Según han señalado desde la entidad, el impacto negativo radica en la repetición del gasto sobre estructuras de deuda previas ya tensionadas, lo que termina agravando la denominada "cuesta de septiembre" al sumar estas cuotas a los costes de la "vuelta al cole" y al repunte generalizado de la demanda de crédito que marca el tramo final del año. El informe apunta que "el problema no es tanto el gasto vacacional en sí como su repetición año tras año sobre una estructura de deuda" que, en muchos hogares, ya llegaba ajustada a julio, y que se traduce después en problemas de liquidez a la vuelta del verano.

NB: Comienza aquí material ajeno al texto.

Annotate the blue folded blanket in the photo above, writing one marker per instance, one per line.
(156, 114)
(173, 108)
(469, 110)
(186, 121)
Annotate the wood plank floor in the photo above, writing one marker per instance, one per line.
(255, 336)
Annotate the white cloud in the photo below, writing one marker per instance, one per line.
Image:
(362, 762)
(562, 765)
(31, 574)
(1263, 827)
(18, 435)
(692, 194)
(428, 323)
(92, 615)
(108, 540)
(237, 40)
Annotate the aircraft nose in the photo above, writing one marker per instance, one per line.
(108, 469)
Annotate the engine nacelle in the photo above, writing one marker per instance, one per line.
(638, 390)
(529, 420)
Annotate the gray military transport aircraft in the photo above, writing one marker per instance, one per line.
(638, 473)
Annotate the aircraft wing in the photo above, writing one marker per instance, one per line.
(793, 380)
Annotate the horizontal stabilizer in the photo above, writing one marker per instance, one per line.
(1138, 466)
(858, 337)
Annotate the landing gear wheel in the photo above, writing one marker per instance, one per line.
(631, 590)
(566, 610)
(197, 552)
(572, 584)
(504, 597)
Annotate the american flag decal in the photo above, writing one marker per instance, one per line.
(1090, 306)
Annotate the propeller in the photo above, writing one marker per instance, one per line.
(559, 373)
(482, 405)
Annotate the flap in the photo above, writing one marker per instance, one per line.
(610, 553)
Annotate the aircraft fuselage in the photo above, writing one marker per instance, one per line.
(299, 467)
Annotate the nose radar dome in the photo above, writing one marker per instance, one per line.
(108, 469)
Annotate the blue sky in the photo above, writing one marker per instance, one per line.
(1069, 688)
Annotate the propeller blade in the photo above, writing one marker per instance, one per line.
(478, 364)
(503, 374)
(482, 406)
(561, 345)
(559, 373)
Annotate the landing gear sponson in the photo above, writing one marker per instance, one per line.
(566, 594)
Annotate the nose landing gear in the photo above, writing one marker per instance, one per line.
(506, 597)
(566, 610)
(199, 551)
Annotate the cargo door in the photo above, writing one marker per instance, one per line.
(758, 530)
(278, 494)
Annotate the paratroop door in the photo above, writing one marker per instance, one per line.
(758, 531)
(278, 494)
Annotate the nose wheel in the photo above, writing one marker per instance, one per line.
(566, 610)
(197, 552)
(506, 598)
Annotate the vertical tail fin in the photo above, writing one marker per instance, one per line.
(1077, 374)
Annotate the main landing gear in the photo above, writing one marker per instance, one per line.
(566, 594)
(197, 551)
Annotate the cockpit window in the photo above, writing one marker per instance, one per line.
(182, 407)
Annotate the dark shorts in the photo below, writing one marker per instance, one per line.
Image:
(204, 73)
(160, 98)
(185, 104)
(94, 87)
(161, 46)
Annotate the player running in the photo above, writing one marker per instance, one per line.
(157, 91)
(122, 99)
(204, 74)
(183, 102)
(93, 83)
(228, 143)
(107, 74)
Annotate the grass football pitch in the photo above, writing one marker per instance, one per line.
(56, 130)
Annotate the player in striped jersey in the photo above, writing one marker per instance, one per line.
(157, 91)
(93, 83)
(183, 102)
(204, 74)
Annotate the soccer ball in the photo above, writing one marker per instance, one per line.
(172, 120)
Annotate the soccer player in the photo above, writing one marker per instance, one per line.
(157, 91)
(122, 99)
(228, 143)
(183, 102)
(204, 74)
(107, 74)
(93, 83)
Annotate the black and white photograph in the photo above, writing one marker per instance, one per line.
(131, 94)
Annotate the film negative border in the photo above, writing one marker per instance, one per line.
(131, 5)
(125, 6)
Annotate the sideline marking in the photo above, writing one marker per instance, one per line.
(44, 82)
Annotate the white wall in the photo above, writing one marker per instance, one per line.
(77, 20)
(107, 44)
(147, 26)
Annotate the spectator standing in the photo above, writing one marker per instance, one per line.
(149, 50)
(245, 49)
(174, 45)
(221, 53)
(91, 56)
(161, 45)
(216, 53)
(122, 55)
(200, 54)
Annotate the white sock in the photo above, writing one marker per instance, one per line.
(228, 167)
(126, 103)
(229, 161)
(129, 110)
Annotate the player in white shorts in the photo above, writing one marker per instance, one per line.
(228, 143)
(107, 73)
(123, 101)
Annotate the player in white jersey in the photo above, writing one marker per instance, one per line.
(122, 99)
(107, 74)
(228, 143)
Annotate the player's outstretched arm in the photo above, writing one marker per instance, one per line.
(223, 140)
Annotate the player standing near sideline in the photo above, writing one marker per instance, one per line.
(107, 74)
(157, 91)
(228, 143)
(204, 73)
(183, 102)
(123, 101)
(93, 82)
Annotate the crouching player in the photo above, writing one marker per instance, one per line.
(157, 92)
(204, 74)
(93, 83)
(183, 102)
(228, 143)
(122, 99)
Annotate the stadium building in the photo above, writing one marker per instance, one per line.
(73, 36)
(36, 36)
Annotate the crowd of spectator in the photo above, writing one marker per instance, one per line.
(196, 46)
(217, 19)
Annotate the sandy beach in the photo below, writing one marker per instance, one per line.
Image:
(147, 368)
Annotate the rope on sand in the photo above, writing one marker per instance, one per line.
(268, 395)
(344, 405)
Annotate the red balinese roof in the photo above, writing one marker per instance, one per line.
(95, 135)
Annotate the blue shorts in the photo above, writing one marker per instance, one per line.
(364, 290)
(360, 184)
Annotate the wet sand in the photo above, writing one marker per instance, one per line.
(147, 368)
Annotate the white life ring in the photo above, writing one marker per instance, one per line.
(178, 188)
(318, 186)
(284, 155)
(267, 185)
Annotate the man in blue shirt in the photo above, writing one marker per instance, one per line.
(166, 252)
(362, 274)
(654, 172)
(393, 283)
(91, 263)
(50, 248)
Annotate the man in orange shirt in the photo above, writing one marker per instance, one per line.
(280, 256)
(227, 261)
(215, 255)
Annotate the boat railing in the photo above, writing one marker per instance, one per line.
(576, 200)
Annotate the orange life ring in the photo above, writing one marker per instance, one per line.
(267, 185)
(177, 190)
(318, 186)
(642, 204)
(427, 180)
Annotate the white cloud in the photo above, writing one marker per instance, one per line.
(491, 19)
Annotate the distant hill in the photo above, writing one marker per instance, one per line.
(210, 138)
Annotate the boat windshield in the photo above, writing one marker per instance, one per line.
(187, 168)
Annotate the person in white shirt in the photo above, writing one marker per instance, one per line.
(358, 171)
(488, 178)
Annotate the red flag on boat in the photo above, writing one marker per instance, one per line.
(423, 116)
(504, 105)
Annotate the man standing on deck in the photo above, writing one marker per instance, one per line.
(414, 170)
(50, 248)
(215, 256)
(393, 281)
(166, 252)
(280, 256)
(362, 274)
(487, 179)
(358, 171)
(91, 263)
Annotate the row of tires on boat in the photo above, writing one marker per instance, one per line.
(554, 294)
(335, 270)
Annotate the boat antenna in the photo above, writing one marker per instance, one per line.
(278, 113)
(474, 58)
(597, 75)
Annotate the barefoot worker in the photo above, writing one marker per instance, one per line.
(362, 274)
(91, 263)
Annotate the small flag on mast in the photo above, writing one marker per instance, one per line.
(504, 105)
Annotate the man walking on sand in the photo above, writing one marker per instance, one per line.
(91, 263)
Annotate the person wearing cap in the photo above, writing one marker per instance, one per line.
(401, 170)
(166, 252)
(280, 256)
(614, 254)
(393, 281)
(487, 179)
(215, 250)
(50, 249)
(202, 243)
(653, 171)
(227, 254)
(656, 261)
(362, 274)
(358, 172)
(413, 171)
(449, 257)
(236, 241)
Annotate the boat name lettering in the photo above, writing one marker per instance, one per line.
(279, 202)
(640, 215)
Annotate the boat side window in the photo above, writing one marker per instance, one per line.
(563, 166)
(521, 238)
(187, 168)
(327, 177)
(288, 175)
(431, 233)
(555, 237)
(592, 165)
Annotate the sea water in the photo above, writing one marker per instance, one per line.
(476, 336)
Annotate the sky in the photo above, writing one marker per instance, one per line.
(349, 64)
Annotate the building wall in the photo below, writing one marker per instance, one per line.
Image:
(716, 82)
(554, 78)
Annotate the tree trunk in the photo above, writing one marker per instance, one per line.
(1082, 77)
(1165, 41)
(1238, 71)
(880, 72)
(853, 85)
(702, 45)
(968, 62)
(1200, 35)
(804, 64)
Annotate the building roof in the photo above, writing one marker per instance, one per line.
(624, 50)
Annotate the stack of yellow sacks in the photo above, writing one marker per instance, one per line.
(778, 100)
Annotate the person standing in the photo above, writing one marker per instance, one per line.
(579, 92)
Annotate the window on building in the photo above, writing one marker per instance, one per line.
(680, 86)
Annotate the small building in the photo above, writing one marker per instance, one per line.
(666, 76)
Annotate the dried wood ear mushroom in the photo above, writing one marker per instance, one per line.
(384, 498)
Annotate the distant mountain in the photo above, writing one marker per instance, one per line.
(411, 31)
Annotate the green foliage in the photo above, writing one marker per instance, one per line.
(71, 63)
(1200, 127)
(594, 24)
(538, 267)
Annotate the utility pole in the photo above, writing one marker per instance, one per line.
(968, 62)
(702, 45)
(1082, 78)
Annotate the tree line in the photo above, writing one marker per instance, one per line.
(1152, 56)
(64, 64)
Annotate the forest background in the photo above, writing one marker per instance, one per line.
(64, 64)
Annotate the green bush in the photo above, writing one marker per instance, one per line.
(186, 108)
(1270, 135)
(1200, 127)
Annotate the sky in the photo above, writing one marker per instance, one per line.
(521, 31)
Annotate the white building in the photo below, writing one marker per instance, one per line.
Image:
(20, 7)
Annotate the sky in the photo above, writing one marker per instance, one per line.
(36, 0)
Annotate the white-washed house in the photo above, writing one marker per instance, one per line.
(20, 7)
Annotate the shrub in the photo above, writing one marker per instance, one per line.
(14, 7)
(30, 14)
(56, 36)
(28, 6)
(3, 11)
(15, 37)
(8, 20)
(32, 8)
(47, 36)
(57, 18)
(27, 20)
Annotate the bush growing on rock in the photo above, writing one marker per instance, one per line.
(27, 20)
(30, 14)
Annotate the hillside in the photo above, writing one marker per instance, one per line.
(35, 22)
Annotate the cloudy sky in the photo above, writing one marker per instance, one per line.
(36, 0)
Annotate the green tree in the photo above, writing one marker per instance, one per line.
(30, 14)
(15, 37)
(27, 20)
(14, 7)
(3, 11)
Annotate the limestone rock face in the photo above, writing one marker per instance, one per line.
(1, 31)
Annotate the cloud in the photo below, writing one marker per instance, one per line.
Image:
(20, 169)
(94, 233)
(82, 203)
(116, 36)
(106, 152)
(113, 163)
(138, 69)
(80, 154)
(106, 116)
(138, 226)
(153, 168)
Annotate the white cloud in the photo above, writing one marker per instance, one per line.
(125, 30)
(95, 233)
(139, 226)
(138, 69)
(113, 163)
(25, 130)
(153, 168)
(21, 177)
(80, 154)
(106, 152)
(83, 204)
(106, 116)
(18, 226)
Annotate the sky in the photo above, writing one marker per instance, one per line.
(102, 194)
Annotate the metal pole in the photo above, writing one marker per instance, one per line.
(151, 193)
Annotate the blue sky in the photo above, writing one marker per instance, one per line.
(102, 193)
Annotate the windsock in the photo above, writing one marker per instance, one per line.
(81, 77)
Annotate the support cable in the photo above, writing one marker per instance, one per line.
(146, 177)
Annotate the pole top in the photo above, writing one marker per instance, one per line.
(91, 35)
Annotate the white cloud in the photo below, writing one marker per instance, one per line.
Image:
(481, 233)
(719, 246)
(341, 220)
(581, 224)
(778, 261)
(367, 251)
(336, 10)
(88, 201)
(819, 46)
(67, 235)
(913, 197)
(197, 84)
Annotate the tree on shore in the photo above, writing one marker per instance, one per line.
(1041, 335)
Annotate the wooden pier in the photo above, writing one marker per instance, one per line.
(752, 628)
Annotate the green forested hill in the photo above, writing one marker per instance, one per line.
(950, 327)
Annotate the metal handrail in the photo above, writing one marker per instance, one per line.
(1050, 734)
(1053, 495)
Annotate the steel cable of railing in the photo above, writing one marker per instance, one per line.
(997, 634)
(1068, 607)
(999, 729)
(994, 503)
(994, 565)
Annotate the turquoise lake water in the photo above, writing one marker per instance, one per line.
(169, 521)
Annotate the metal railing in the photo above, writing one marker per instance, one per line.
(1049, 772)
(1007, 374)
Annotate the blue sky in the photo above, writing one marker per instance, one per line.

Según confirma el Informe de Estabilidad Financiera de Primavera 2026 del Banco de España, el 54% de los hogares españoles "tiene deuda viva y su ratio de endeudamiento alcanza el 68% de la renta bruta disponible", mientras que uno de cada tres hogares endeudados destina más del 30% de sus ingresos a atender esa deuda, confirmando que "el mayor esfuerzo relativo se sitúa en las familias de renta media, con acceso a más productos de crédito pero sin los colchones de ahorro de los tramos de renta alta".
“Que el crédito de verano se haya duplicado en diez años es la prueba de que cada vez más hogares llegan a julio sin margen y salen de agosto con al menos un par de cuotas más que saldar a finales de mes”, explica Luis Javaloyes, CEO de Agencia, que cree que esta tendencia "se mantendrá creciente, lo que agudizará el problema: seguimos añadiendo, verano tras verano, un volumen récord de deuda sobre hogares que ya venían ajustados", una afirmación justificada porque las previsiones para este verano de 2026 se contempla mantener la senda al alza en la contratación crediticia.
Por su parte, la Asociación Nacional de Establecimientos Financieros de Crédito (Asnef) ha confirmado que el 36% de los usuarios que solicitaron financiación lo hicieron de cara a los meses estivales, por encima de la Navidad (35%) y del Black Friday (22%), los otros dos grandes citas anuales del consumo.